Il n'y a rien d'autre à dire. La vérité est là, nue, indéniable. Elle te regarde en face, et tu ne peux plus fuir.

"Pourquoi?" Répètes-tu, ta voix tremblante.

"Pourquoi quoi?" réplique Jalil, calme et insondable. "Pourquoi la femme, ou pourquoi moi?"

"Les deux," tu articules. Les larmes se pressent, mais tu les refoules. Pas maintenant. Pas ici.
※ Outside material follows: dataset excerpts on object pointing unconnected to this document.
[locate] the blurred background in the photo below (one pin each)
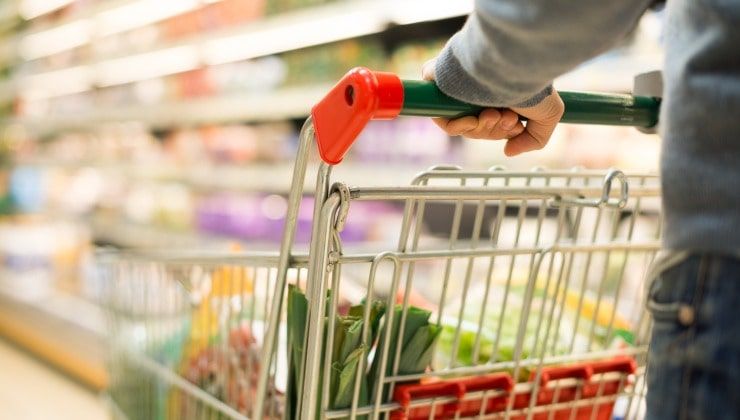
(169, 123)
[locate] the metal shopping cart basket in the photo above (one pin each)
(523, 298)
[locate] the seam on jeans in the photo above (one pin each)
(701, 280)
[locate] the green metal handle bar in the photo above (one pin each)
(423, 98)
(363, 95)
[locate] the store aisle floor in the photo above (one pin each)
(31, 390)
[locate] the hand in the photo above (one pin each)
(500, 124)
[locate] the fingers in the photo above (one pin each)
(544, 117)
(491, 124)
(457, 126)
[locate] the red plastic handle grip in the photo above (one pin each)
(361, 95)
(405, 393)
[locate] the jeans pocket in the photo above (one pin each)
(666, 306)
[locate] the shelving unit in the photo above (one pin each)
(64, 330)
(285, 104)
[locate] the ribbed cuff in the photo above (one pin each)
(456, 82)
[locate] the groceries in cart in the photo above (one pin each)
(533, 313)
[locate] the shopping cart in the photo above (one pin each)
(509, 294)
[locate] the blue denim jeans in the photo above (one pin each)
(694, 361)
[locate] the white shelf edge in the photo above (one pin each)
(294, 102)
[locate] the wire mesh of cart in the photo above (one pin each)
(507, 294)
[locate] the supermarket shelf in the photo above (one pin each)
(111, 230)
(269, 106)
(61, 329)
(317, 25)
(250, 177)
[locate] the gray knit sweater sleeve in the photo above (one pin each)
(509, 51)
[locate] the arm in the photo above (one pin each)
(508, 53)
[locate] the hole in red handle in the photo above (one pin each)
(342, 114)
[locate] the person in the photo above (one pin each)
(506, 57)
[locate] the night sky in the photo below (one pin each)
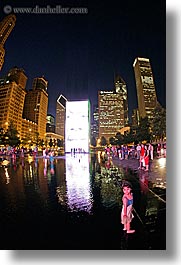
(79, 54)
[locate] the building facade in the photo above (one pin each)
(50, 126)
(121, 88)
(6, 26)
(111, 113)
(60, 115)
(95, 123)
(145, 86)
(36, 105)
(12, 95)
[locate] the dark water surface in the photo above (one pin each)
(74, 202)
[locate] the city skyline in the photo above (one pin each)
(79, 55)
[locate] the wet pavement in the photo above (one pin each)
(75, 203)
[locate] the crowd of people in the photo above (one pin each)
(142, 152)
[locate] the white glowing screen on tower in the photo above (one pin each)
(77, 126)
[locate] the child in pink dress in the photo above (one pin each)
(126, 213)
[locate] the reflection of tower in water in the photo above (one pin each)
(79, 193)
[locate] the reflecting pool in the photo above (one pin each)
(74, 202)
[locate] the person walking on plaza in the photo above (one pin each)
(138, 150)
(127, 208)
(142, 155)
(146, 159)
(150, 148)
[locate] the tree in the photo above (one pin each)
(159, 122)
(11, 135)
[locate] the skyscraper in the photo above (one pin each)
(6, 26)
(60, 115)
(50, 126)
(145, 86)
(12, 95)
(120, 87)
(36, 104)
(95, 123)
(111, 113)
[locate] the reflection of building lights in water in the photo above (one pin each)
(7, 176)
(162, 162)
(78, 182)
(30, 159)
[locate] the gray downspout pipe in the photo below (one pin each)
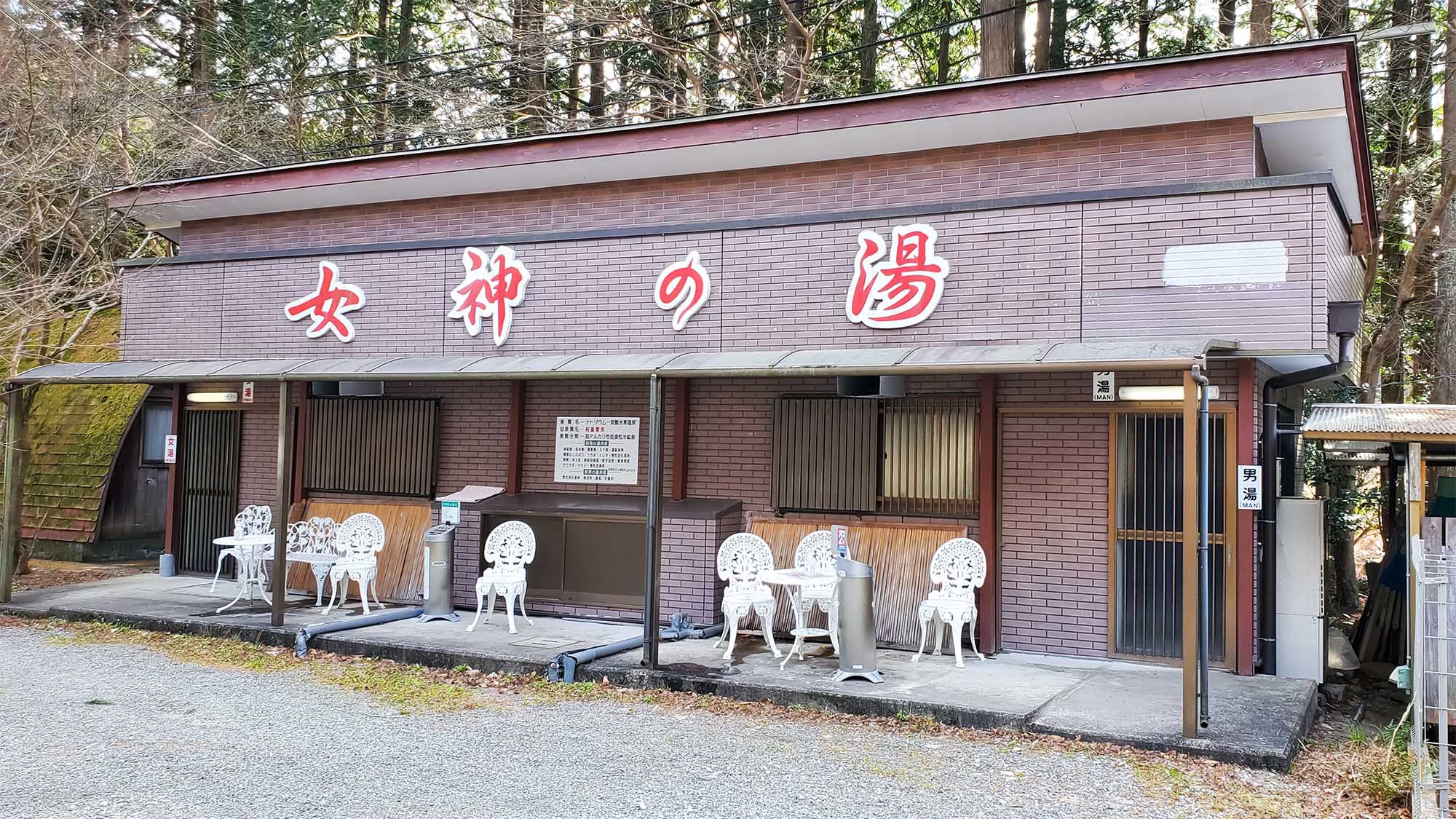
(1205, 617)
(301, 644)
(1269, 515)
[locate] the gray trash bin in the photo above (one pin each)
(857, 621)
(439, 569)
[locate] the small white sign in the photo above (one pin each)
(596, 449)
(1251, 487)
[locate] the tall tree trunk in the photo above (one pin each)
(1018, 56)
(1445, 308)
(203, 56)
(1228, 18)
(598, 76)
(1262, 23)
(869, 52)
(382, 72)
(529, 65)
(1042, 50)
(1058, 37)
(1145, 25)
(404, 50)
(998, 31)
(1333, 17)
(796, 50)
(943, 52)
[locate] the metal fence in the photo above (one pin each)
(1433, 682)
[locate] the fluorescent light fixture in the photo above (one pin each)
(212, 397)
(1171, 392)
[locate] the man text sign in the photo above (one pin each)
(596, 449)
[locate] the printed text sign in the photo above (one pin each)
(596, 449)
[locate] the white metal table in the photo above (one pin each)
(251, 555)
(794, 580)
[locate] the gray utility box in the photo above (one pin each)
(857, 621)
(439, 571)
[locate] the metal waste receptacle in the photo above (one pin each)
(857, 621)
(439, 569)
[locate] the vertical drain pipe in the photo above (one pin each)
(1205, 617)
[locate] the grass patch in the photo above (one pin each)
(407, 688)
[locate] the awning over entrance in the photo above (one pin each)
(1398, 423)
(748, 363)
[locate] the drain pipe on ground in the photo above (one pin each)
(1203, 544)
(301, 644)
(681, 627)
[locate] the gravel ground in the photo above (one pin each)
(119, 730)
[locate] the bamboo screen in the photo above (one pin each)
(401, 564)
(902, 560)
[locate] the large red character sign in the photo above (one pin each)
(684, 286)
(491, 290)
(327, 305)
(902, 290)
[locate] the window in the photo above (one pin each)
(157, 426)
(379, 446)
(899, 455)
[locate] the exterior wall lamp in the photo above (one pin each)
(1171, 392)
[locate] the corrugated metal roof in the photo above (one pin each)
(1396, 422)
(835, 362)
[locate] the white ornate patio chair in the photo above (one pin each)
(818, 553)
(251, 521)
(509, 548)
(315, 542)
(359, 541)
(742, 560)
(957, 570)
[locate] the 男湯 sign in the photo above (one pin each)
(596, 449)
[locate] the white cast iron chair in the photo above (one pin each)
(740, 561)
(315, 542)
(509, 548)
(957, 570)
(251, 521)
(818, 551)
(359, 541)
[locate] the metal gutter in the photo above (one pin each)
(915, 360)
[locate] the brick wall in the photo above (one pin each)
(1182, 152)
(1053, 544)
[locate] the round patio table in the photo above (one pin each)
(794, 580)
(251, 550)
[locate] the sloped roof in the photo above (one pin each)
(75, 436)
(1382, 422)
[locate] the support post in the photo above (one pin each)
(285, 497)
(682, 397)
(173, 526)
(654, 522)
(11, 529)
(515, 438)
(989, 523)
(1190, 557)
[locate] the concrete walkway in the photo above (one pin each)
(1257, 720)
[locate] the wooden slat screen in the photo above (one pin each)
(826, 454)
(384, 446)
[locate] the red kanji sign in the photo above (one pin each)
(902, 290)
(327, 305)
(490, 290)
(684, 286)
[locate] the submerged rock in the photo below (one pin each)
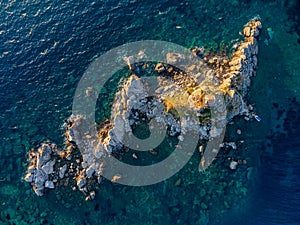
(196, 89)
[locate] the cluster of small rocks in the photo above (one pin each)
(41, 172)
(164, 99)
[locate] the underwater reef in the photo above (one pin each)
(211, 90)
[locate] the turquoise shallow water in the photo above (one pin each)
(45, 48)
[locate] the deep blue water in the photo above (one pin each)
(46, 47)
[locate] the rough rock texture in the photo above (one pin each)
(172, 94)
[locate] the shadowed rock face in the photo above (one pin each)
(175, 92)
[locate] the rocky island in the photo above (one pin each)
(210, 93)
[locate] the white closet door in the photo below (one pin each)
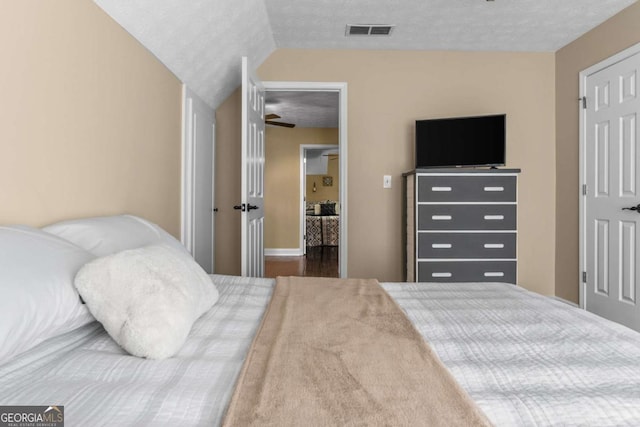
(252, 205)
(612, 173)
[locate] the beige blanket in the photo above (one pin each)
(341, 352)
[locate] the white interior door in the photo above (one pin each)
(612, 178)
(198, 223)
(252, 204)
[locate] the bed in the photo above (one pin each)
(523, 358)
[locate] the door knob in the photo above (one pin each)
(633, 208)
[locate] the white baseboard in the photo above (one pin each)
(283, 252)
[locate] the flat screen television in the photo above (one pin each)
(461, 141)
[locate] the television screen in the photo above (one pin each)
(461, 141)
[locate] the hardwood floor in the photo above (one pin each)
(320, 261)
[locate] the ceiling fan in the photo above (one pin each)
(269, 120)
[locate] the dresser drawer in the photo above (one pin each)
(466, 245)
(467, 271)
(444, 188)
(467, 217)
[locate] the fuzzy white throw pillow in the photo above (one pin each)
(147, 298)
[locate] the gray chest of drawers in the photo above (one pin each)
(461, 225)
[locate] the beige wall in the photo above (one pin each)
(388, 91)
(616, 34)
(89, 119)
(282, 182)
(323, 192)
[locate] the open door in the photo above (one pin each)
(252, 185)
(198, 224)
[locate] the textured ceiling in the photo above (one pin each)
(304, 109)
(201, 41)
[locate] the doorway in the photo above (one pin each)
(610, 202)
(279, 91)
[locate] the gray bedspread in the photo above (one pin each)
(525, 359)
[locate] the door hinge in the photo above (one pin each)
(583, 99)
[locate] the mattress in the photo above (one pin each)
(99, 384)
(525, 359)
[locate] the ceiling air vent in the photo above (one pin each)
(369, 30)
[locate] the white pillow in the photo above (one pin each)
(147, 298)
(107, 235)
(37, 297)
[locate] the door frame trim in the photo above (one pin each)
(583, 76)
(341, 88)
(186, 186)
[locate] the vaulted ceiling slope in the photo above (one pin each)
(201, 41)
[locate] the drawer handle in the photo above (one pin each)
(441, 275)
(441, 245)
(494, 217)
(494, 274)
(494, 245)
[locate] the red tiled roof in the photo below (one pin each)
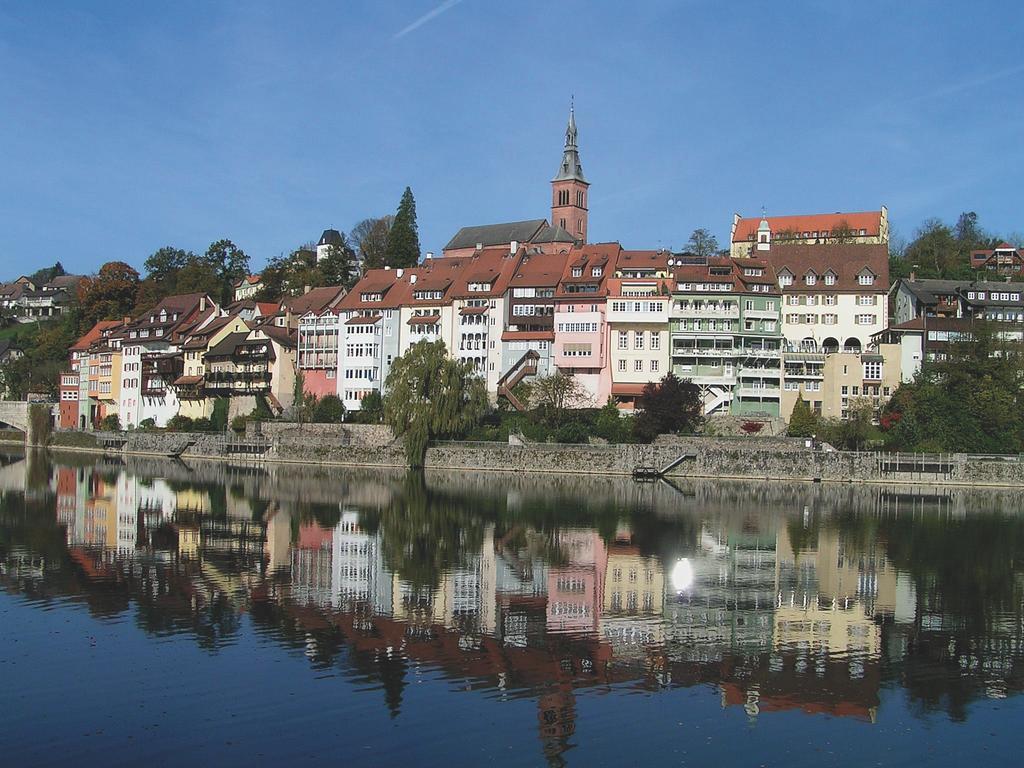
(869, 220)
(846, 260)
(424, 320)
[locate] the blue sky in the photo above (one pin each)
(128, 126)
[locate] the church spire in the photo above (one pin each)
(570, 168)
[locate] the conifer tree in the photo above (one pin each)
(403, 238)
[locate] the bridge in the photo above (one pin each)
(14, 413)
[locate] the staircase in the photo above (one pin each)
(525, 366)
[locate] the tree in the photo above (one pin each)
(842, 232)
(372, 408)
(370, 240)
(431, 395)
(339, 267)
(109, 295)
(329, 410)
(403, 238)
(702, 243)
(670, 406)
(162, 266)
(229, 263)
(803, 422)
(557, 392)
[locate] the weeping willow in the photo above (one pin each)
(430, 395)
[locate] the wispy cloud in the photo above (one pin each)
(953, 88)
(428, 16)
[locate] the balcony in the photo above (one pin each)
(728, 311)
(759, 392)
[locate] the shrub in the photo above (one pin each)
(180, 424)
(111, 423)
(329, 410)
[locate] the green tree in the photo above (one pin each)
(702, 243)
(555, 393)
(339, 267)
(229, 264)
(403, 238)
(803, 422)
(431, 395)
(670, 406)
(109, 295)
(372, 408)
(162, 266)
(370, 240)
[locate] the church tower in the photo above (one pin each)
(568, 187)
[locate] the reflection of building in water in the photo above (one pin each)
(634, 599)
(333, 567)
(728, 604)
(576, 591)
(464, 599)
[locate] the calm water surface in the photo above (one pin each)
(167, 613)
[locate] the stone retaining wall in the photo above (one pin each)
(774, 459)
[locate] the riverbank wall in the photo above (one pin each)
(723, 458)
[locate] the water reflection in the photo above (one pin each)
(783, 598)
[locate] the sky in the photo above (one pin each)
(126, 126)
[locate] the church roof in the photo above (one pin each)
(571, 167)
(496, 235)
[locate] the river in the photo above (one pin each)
(166, 613)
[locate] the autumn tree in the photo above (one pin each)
(554, 393)
(429, 395)
(672, 404)
(108, 295)
(403, 238)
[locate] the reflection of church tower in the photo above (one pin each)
(568, 187)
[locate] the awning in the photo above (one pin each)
(628, 389)
(528, 336)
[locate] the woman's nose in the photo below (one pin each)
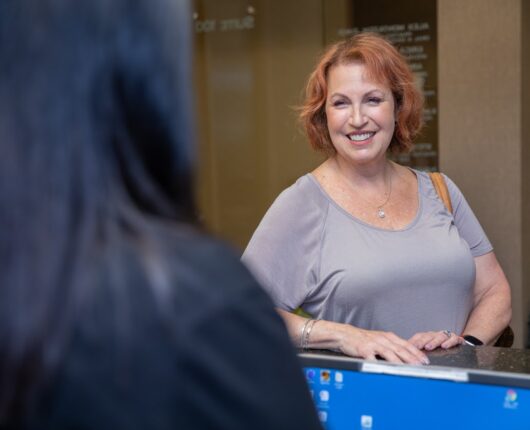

"Tu n'as donc pas encore compris, n'est-ce pas?" dit Jalil, sa voix douce mais déterminée. "La vengeance n'est pas une réponse. Elle n'est qu'un écho de la douleur."

La ruelle où tu l'as envoyé, où tu l'as tué, apparaît devant toi, aussi réelle que si tu y étais de nouveau. Les sons, les odeurs, l'horreur de cette nuit. C'est là que tout s'est terminé, où l'amitié a été brisée.

"Tu vois," continue Jalil, "la vengeance est une chose vivante. Elle grandit, elle se nourrit de ta douleur, de ta colère. Et ensuite, elle te dévore."

Tu te tournes vers lui, tes yeux brûlants. "Et l'amitié? Et l'amour? Où étaient-ils?"

"Dans ton cœur," dit-il doucement. "Mais tu as laissé la vengeance les étouffer."

L'image de la montre revient, sa beauté brisée, ses aiguilles immobiles. Un symbole de ce que tu as fait. De ce que tu as perdu.

"La vengeance n'est pas une fin," dit Jalil, sa voix pleine de tristesse. "C'est un miroir brisé. Tu te regardes dedans, et tu ne vois que ta propre douleur, ta propre perte."

"Et toi?" demandes-tu, ta voix presque un murmure. "Que vois-tu?"

"Je te vois," dit-il simplement. "Ton ami. Ta victime."

La ville commence à se dissiper, les rêves et les cauchemars se fondant dans la réalité. Le livre se ferme, Jalil se tait, et tu te retrouves seul, avec ton chagrin, ta culpabilité.

Et la montre, toujours brisée, toujours là. Un rappel.

Tu comprends maintenant. La vengeance, l'amitié, l'amour. Ils sont tous liés, tous emmêlés dans un tourbillon d'émotions et de douleurs.

Jalil est parti, mais sa voix résonne encore dans ton esprit.

"La vérité n'est pas simple, et la compréhension est un chemin long et tortueux. Mais tu es sur la bonne voie. Continue à chercher, continue à comprendre."

Tu regardes autour de toi, et Casablanca est de retour, mais différente. Comme toi.

Tu te mets en marche, la montre à la main, les derniers mots de Jalil résonnant dans ton esprit.

"La vengeance n'est jamais une réponse. L'amitié, l'amour, la vérité. Ce sont eux qui comptent."

Le voyage n'est pas terminé. Il ne fait que commencer.